A Hamilton County judge has ruled that a former co-owner of Mike’s Carwash Inc. receive just $140,000 in damages in a civil case that sought close to $30 million.
Judge William Hughes of Hamilton County Superior Court 3, in a decision released Thursday, ordered CEO Bill Dahm to pay $140,000 in punitive damages to his cousin Jerry Dahm. The judge ordered the payment because Bill Dahm had backdated two corporate documents. Hughes did not order the other defendant, Bill's brother Mike Dahm, to pay anything.
"Obviously, [the decision] is a complete success by Mike's Carwash and its owners, and the decision vindicates each of them from wrongdoing," attorney Michael Wukmer of Ice Miller, who represented Bill and Mike Dahm in the case, said in an email to IBJ.

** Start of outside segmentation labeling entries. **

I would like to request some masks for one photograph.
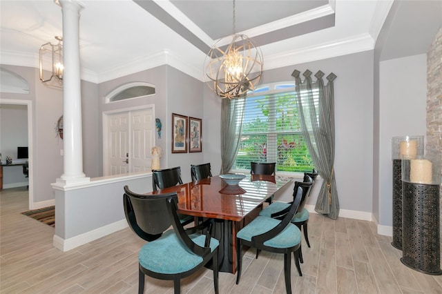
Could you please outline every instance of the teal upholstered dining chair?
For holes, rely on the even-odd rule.
[[[313,182],[314,185],[315,179],[316,177],[318,177],[318,171],[315,169],[313,170],[313,173],[304,173],[304,179],[305,182]],[[298,212],[295,214],[291,219],[291,222],[296,225],[299,229],[301,229],[304,231],[304,237],[305,238],[305,242],[307,242],[307,245],[309,248],[310,248],[310,242],[309,241],[309,235],[307,231],[307,223],[309,222],[309,218],[310,216],[310,213],[309,210],[307,210],[304,206],[305,206],[305,203],[308,197],[310,196],[310,192],[313,189],[313,186],[309,190],[309,193],[304,195],[302,199],[301,199],[301,202],[299,204],[299,208],[298,208]],[[289,208],[290,204],[291,202],[285,203],[281,202],[274,202],[261,211],[260,211],[259,215],[275,217],[278,217],[281,213],[285,213],[287,210]],[[300,261],[301,263],[304,262],[302,259],[302,249],[300,249]]]
[[[213,219],[184,228],[177,213],[176,193],[146,196],[125,186],[123,203],[132,231],[148,241],[138,254],[140,294],[144,292],[144,275],[173,280],[174,293],[180,293],[181,279],[211,262],[215,293],[218,293],[219,242],[211,236]]]
[[[284,254],[284,276],[287,293],[291,293],[291,253],[295,256],[295,264],[300,276],[302,275],[299,264],[299,248],[301,232],[291,221],[298,210],[303,194],[308,193],[313,182],[295,182],[294,201],[285,215],[280,219],[258,216],[236,234],[238,273],[236,284],[241,277],[242,245],[256,248],[257,252],[266,251]]]
[[[180,166],[162,170],[152,170],[152,188],[154,191],[182,184]],[[178,215],[183,224],[190,224],[194,220],[194,217],[191,215],[181,214],[178,214]]]
[[[191,176],[192,182],[200,181],[212,176],[210,163],[202,164],[191,164]]]

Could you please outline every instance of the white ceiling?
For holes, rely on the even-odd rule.
[[[169,64],[202,80],[206,53],[233,32],[228,0],[83,0],[83,79],[99,83]],[[236,0],[236,32],[260,47],[269,70],[372,50],[392,0]],[[38,50],[62,35],[52,0],[0,1],[3,64],[38,67]]]

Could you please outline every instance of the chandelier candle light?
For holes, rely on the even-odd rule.
[[[221,98],[245,97],[247,91],[256,88],[262,74],[261,50],[247,36],[235,30],[233,0],[233,34],[216,42],[204,61],[207,86]]]

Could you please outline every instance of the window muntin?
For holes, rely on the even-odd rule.
[[[278,172],[311,171],[298,117],[294,84],[266,86],[248,93],[233,170],[249,170],[250,161],[276,162]],[[316,97],[317,98],[317,97]]]

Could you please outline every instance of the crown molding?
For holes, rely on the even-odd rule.
[[[0,63],[10,66],[39,67],[39,55],[37,53],[23,53],[8,50],[0,52]]]
[[[264,58],[264,69],[267,70],[370,50],[374,48],[374,39],[369,34],[363,34],[352,38],[324,43],[318,46],[306,47],[282,54],[268,55]],[[100,84],[157,66],[169,65],[199,81],[204,81],[202,72],[204,56],[202,55],[200,58],[201,60],[187,61],[180,58],[176,52],[165,50],[153,55],[133,59],[124,65],[100,72],[94,72],[86,68],[82,68],[81,77],[84,81]],[[1,51],[1,60],[3,64],[39,68],[39,57],[37,54]]]
[[[372,36],[363,34],[352,38],[324,43],[318,46],[305,47],[283,54],[265,57],[264,70],[336,57],[374,48],[374,40]]]
[[[302,23],[313,19],[334,14],[334,0],[331,0],[329,4],[311,9],[305,12],[278,19],[262,26],[257,26],[250,30],[246,30],[238,34],[243,34],[249,37],[259,36],[284,28],[291,27],[299,23]],[[333,2],[331,3],[331,2]]]
[[[377,39],[382,26],[388,16],[390,10],[392,8],[394,0],[384,0],[378,1],[376,5],[375,12],[373,14],[373,19],[370,24],[369,33],[374,39]]]

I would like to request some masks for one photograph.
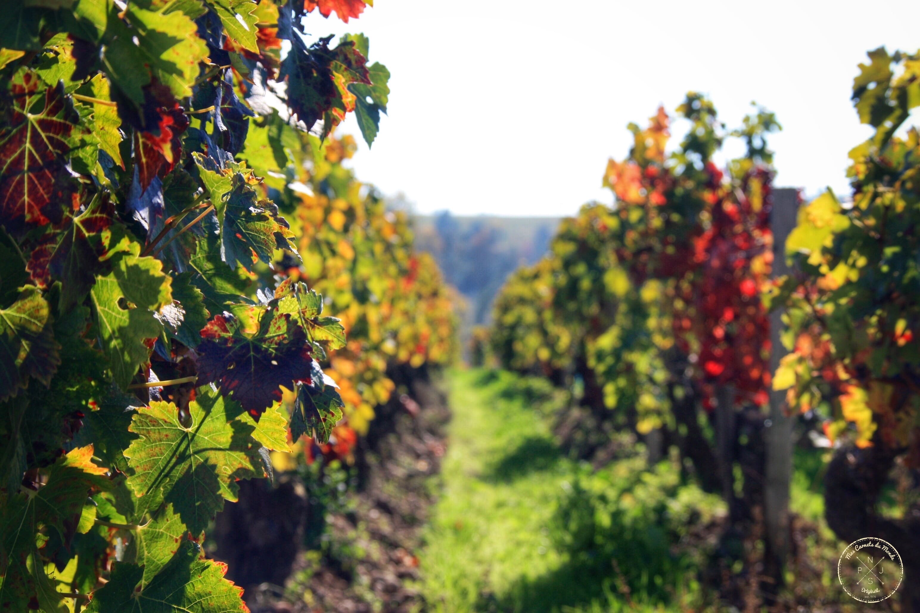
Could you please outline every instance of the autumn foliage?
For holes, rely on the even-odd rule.
[[[365,4],[6,7],[3,610],[247,610],[201,549],[238,481],[347,457],[391,364],[453,355],[436,267],[331,135],[373,143],[389,73],[305,29]]]

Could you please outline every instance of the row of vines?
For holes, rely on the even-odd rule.
[[[373,143],[389,73],[305,33],[371,4],[8,7],[0,610],[247,610],[201,547],[237,481],[348,456],[388,367],[454,355],[436,266],[332,135]]]
[[[723,543],[763,538],[757,568],[740,545],[723,553],[766,602],[788,554],[791,457],[777,450],[792,448],[777,445],[774,422],[787,419],[784,401],[799,415],[797,432],[812,429],[834,449],[824,488],[836,536],[898,543],[907,575],[920,571],[915,515],[877,505],[892,468],[915,470],[920,458],[920,135],[905,125],[920,105],[920,60],[882,49],[869,59],[853,102],[874,134],[850,152],[852,202],[828,191],[799,203],[798,192],[776,190],[766,143],[776,117],[756,108],[729,130],[691,92],[677,109],[686,132],[676,146],[663,109],[646,128],[630,124],[628,156],[604,175],[614,206],[564,220],[550,254],[509,279],[492,328],[474,335],[478,359],[575,386],[582,453],[622,430],[653,458],[676,449],[696,482],[725,498]],[[745,153],[719,168],[728,139]],[[795,201],[798,224],[775,246],[780,197]],[[772,318],[781,347],[771,311],[781,313]],[[784,466],[785,485],[775,479]],[[906,586],[903,601],[916,607],[920,596]]]

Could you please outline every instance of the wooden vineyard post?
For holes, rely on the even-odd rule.
[[[775,190],[770,226],[773,230],[773,276],[789,272],[786,263],[786,239],[796,226],[799,191],[791,188]],[[776,366],[786,349],[779,336],[783,329],[782,311],[770,314],[770,372]],[[792,426],[795,416],[786,413],[786,392],[770,391],[770,413],[765,423],[766,467],[764,483],[764,519],[766,531],[765,554],[765,575],[772,580],[775,591],[783,583],[783,567],[789,550],[789,483],[792,480]]]

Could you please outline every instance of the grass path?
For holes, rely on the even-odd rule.
[[[530,399],[540,394],[529,390],[525,380],[508,373],[489,379],[472,370],[454,371],[449,381],[454,417],[448,453],[420,560],[431,609],[663,610],[639,606],[648,590],[634,589],[628,603],[615,595],[615,585],[624,582],[657,594],[666,589],[665,578],[670,584],[684,583],[666,545],[663,553],[653,554],[664,559],[657,567],[641,568],[637,573],[644,574],[638,577],[621,574],[619,584],[611,559],[643,567],[649,543],[665,542],[653,526],[657,520],[650,519],[661,511],[651,511],[651,505],[667,507],[671,499],[686,493],[668,474],[676,471],[662,466],[662,471],[647,472],[637,455],[615,462],[599,477],[558,450],[549,429],[553,403]],[[664,481],[670,485],[661,485]],[[591,493],[592,483],[603,493]],[[612,489],[615,492],[609,494]],[[697,498],[690,505],[712,507],[711,500],[698,498],[706,494],[693,491]],[[598,501],[605,506],[595,515]],[[569,514],[561,521],[560,507]],[[620,520],[626,526],[610,526]],[[604,521],[607,525],[600,526]],[[656,569],[661,576],[648,575]],[[651,584],[655,581],[657,587]]]
[[[708,602],[696,582],[707,554],[692,526],[713,525],[725,505],[681,483],[676,458],[649,468],[637,445],[592,470],[554,442],[562,400],[548,383],[476,369],[447,380],[448,451],[431,484],[438,502],[420,553],[430,610],[602,613]],[[792,510],[818,528],[803,546],[819,571],[835,557],[822,517],[821,453],[797,453],[791,492]],[[678,541],[689,546],[675,550]],[[826,566],[810,580],[824,592]]]

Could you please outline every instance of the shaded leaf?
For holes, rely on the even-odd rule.
[[[110,581],[93,593],[86,613],[246,613],[243,589],[224,578],[226,566],[201,557],[201,547],[184,539],[176,555],[146,586],[137,564],[116,561]]]
[[[311,382],[299,386],[297,390],[293,410],[300,415],[291,420],[291,436],[297,440],[312,432],[317,443],[328,443],[332,429],[342,418],[344,407],[339,387],[317,365]]]
[[[258,307],[250,307],[257,311]],[[244,333],[228,314],[213,318],[198,346],[199,385],[216,383],[221,392],[254,415],[282,399],[281,386],[308,381],[314,360],[303,329],[288,314],[260,314],[255,333]],[[258,319],[253,316],[254,319]]]
[[[113,215],[108,201],[97,198],[64,230],[49,261],[52,277],[61,282],[62,311],[82,302],[104,270],[99,261],[108,247],[103,232],[112,225]]]
[[[247,51],[259,52],[256,41],[259,18],[253,13],[259,5],[252,0],[208,0],[208,6],[217,13],[231,39]]]
[[[53,530],[69,543],[90,489],[109,487],[107,469],[93,464],[92,457],[92,445],[72,450],[43,471],[47,480],[37,492],[20,492],[0,506],[0,608],[29,610],[29,600],[37,596],[46,611],[60,610],[37,541],[43,543],[47,531]],[[39,535],[42,529],[45,533]]]
[[[33,285],[26,285],[16,302],[0,309],[0,400],[15,396],[29,376],[51,383],[61,364],[51,323],[48,301]]]
[[[20,75],[12,86],[13,103],[0,132],[0,223],[59,222],[67,180],[67,138],[78,117],[64,98],[63,85],[45,90],[44,108],[30,112],[38,77]]]

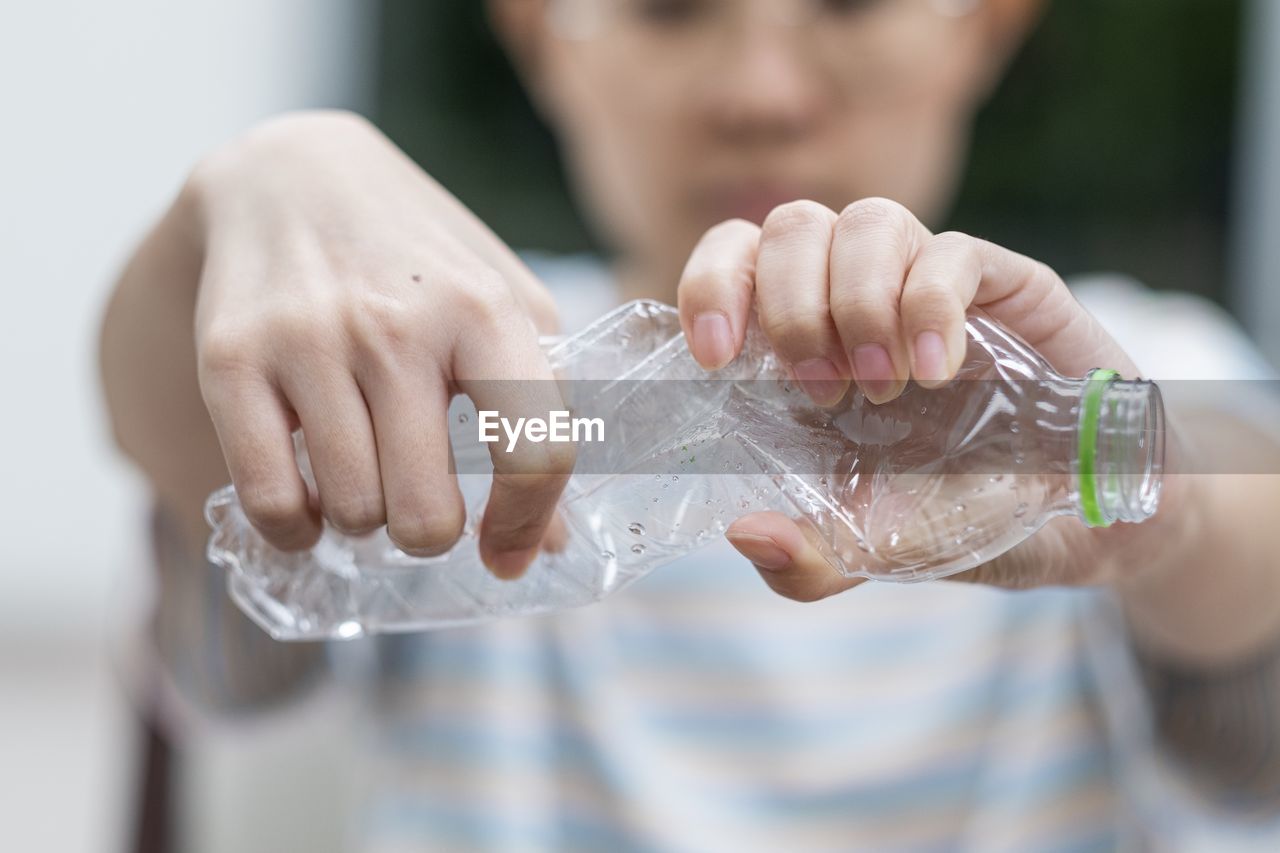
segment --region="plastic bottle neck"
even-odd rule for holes
[[[1160,502],[1165,406],[1151,382],[1094,370],[1080,398],[1076,510],[1089,526],[1144,521]]]

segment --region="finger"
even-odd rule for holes
[[[982,283],[982,241],[947,232],[924,242],[902,288],[902,334],[911,375],[925,388],[948,382],[965,356],[965,311]]]
[[[1050,266],[984,240],[974,242],[982,263],[974,305],[1066,375],[1084,375],[1100,364],[1137,375],[1124,350]]]
[[[320,511],[360,535],[387,524],[374,425],[356,379],[338,365],[317,375],[285,370],[280,386],[302,424]]]
[[[911,374],[899,301],[929,232],[902,205],[864,199],[841,211],[831,250],[831,314],[868,400],[897,397]]]
[[[474,323],[454,342],[454,378],[477,411],[509,423],[567,411],[532,328],[493,295],[472,306]],[[480,556],[500,578],[517,578],[538,555],[573,470],[570,443],[517,439],[489,444],[493,487],[480,525]]]
[[[451,465],[447,383],[426,364],[406,364],[378,369],[361,384],[378,437],[387,535],[406,553],[442,555],[466,524]]]
[[[694,359],[708,370],[719,370],[742,350],[759,243],[759,225],[721,223],[698,242],[680,277],[680,325]]]
[[[764,220],[755,268],[760,328],[820,406],[840,402],[849,389],[828,293],[835,223],[835,211],[814,201],[777,207]]]
[[[202,364],[201,374],[205,405],[244,516],[282,551],[310,548],[320,538],[320,512],[298,470],[292,412],[280,392],[264,378],[219,375],[219,364]]]
[[[836,571],[800,526],[781,512],[742,516],[724,535],[755,565],[769,589],[785,598],[813,602],[864,583]]]

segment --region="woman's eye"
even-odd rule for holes
[[[631,15],[646,24],[678,27],[700,23],[714,6],[713,0],[634,0]]]

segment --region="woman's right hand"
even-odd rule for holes
[[[200,388],[250,521],[303,549],[321,516],[443,553],[466,511],[449,400],[563,410],[538,345],[545,288],[488,228],[362,119],[275,119],[214,152],[183,192],[202,247]],[[317,496],[291,433],[301,426]],[[518,576],[573,466],[572,446],[493,446],[480,553]],[[316,500],[317,498],[317,500]]]

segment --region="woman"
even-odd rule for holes
[[[557,296],[568,327],[622,298],[678,302],[708,369],[735,356],[754,307],[819,403],[851,383],[873,401],[909,378],[946,383],[972,306],[1069,375],[1134,377],[1137,350],[1240,375],[1247,359],[1210,343],[1234,333],[1203,309],[1110,283],[1082,291],[1102,321],[1043,264],[927,227],[1037,5],[492,0],[617,248],[588,287],[580,266],[576,287],[562,263],[535,275],[358,118],[284,117],[206,158],[122,277],[102,342],[119,443],[168,519],[166,658],[202,648],[193,683],[212,704],[285,693],[317,661],[241,626],[206,585],[200,507],[228,476],[280,548],[326,521],[447,551],[466,521],[449,397],[502,411],[515,383],[485,379],[549,378],[536,339],[557,328]],[[1108,327],[1129,328],[1124,347]],[[1172,464],[1204,435],[1211,464],[1280,452],[1206,409],[1174,411]],[[317,496],[293,465],[300,425]],[[572,457],[526,443],[494,461],[481,555],[518,576]],[[1060,520],[972,584],[856,593],[791,520],[751,515],[728,544],[780,596],[724,546],[581,611],[410,638],[384,670],[383,772],[356,836],[389,850],[1110,849],[1169,818],[1124,793],[1162,757],[1274,803],[1276,479],[1169,478],[1151,523]],[[210,607],[224,621],[202,621]],[[1235,713],[1242,697],[1261,712]],[[1155,749],[1144,722],[1165,735]]]

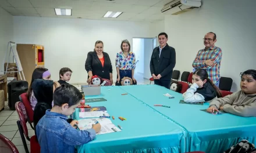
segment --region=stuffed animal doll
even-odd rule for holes
[[[91,77],[91,83],[93,85],[104,86],[106,82],[106,81],[103,81],[102,79],[98,75],[94,75]]]
[[[180,93],[182,89],[182,85],[177,81],[172,81],[172,82],[170,82],[170,89],[173,91]]]
[[[122,86],[129,86],[133,85],[133,80],[129,77],[123,77],[121,81]]]

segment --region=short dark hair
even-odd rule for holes
[[[71,70],[68,68],[68,67],[63,67],[60,70],[59,70],[59,79],[61,79],[61,75],[63,76],[64,74],[66,72],[72,72],[72,71],[71,71]]]
[[[217,37],[216,36],[215,33],[214,33],[214,32],[209,32],[208,33],[209,33],[209,34],[214,34],[214,40],[216,40],[216,39],[217,38]]]
[[[166,34],[166,33],[165,33],[165,32],[161,32],[160,34],[159,34],[159,35],[158,35],[158,37],[159,37],[160,35],[164,35],[166,38],[168,38],[168,35]]]
[[[54,103],[59,107],[67,103],[71,107],[77,104],[82,97],[83,94],[77,88],[70,84],[62,84],[54,91]]]
[[[251,75],[253,78],[256,80],[256,70],[248,70],[247,71],[246,71],[242,73],[241,75],[241,78],[244,75]]]

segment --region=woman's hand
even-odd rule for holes
[[[137,82],[136,79],[134,77],[132,78],[132,79],[133,80],[134,82],[136,83]]]
[[[119,81],[120,81],[120,77],[118,76],[118,78],[116,79],[116,82],[118,82],[118,83],[119,83]]]
[[[88,78],[87,83],[90,83],[91,82],[91,77],[90,76],[90,77],[89,77],[89,78]]]

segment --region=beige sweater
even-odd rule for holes
[[[219,109],[223,106],[223,111],[244,117],[256,117],[256,94],[246,94],[241,90],[225,97],[214,100],[210,107]]]

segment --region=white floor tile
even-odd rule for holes
[[[27,145],[28,144],[30,144],[30,142],[27,140],[27,139],[26,139],[26,141],[27,143]],[[12,140],[12,142],[13,143],[14,145],[23,145],[23,144],[22,143],[22,140],[21,137],[14,137]]]
[[[10,116],[7,120],[19,120],[18,116]]]
[[[9,116],[0,116],[0,121],[5,121]]]
[[[11,132],[1,132],[1,134],[8,139],[12,140],[14,135],[15,135],[17,131],[11,131]]]
[[[17,149],[19,150],[19,153],[26,153],[25,148],[24,148],[24,145],[16,145]],[[29,149],[29,151],[30,152],[30,145],[27,145],[27,148]]]
[[[18,130],[17,125],[8,125],[1,126],[0,127],[0,132],[8,132],[8,131],[17,131]]]
[[[2,125],[17,125],[17,120],[6,120]]]
[[[0,116],[9,116],[12,112],[0,112]]]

Jerry, once a 35-percent owner and executive vice president of operations for Mike’s Carwash, had sued his cousins and business partners. He claimed his cousins fired him after 30 years in the business and forced him to sell his shares in the company in 2010 at an “unfairly low” value of $17.1 million.
Jerry Dahm was seeking an additional $3.3 million for his ownership in Mike’s, plus another $26.2 million from Bill and Mike Dahm for his share of Dahm Property, which owned the car wash properties and leased them to Mike's Carwash.
Hughes, however, declined to order Bill and Mike to buy out Jerry's interest in the real estate, saying doing so "would be an unwarranted intrusion into Indiana's strongly pro-management business rule." In addition, he found most of Jerry's claims were unfounded. He said the brothers "had legitimate reasons for terminating Jerry Dahm."
Problems began in 2008, when Jerry sought an emergency distribution to cover back taxes, which Bill and Mike considered a sign of “out of control spending.”
Bill and Mike lost their trust in their cousin’s ability to help run the company, and in 2009 they began trying to buy out his shares. Negotiations broke down.
Jerry was fired in early 2010.
Per terms of a shareholder agreement, Bill and Mike acquired most of Jerry’s shares for $17.1 million, or 35 percent of the $49 million that the company was valued at as of 2008.
In his lawsuit filed in late 2010, Jerry sought an additional $3.3 million by arguing that his cousins pushed him out of the company and unfairly valued the shares they bought from him.
Jerry also disclosed in court documents that he wanted the court to force his cousins to buy out his stake in Dahm Property for $26.2 million.
Jerry’s attorney, Brent Taylor of Faegre Baker Daniels LLP, argued in written closing statements that Bill and Mike cut rent payments to Dahm Property, reducing the value of the company Jerry still partly owned.
“The rents were set above market level for a reason, and they were being reduced to market level for a sinister reason—to send Jerry a message that Bill and Mike could strip value from [Dahm] Property LLC and Jerry was powerless to stop it,” Taylor wrote.
Attempts to reach Taylor for comment Friday were unsuccessful.
While the court ruling did not force Bill and Mike to buy out Jerry’s shares in the real estate firm, Hughes did order Bill to pay punitive damages because he backdated two notices of nonrewal for car wash leases. The leases would automatically renew unless he provided the notification at least six months before the expiration date. The backdating made it appear he had complied with that requirement when he actually had not.
Hughes called Bill's action "at the very least reckless" and said he breached his fiduciary duty to Jerry Dahm, Mike Dahm and Dahm Property.
"The actual damages which resulted to [Dahm Property], and to Mike and Jerry Dahm were rectified shortly before trial, however, when the wrongfully terminated leases were reinstated and the lost rent was paid with interest.”
The trial, which Hughes heard without a jury, began March 12 and lasted nine days.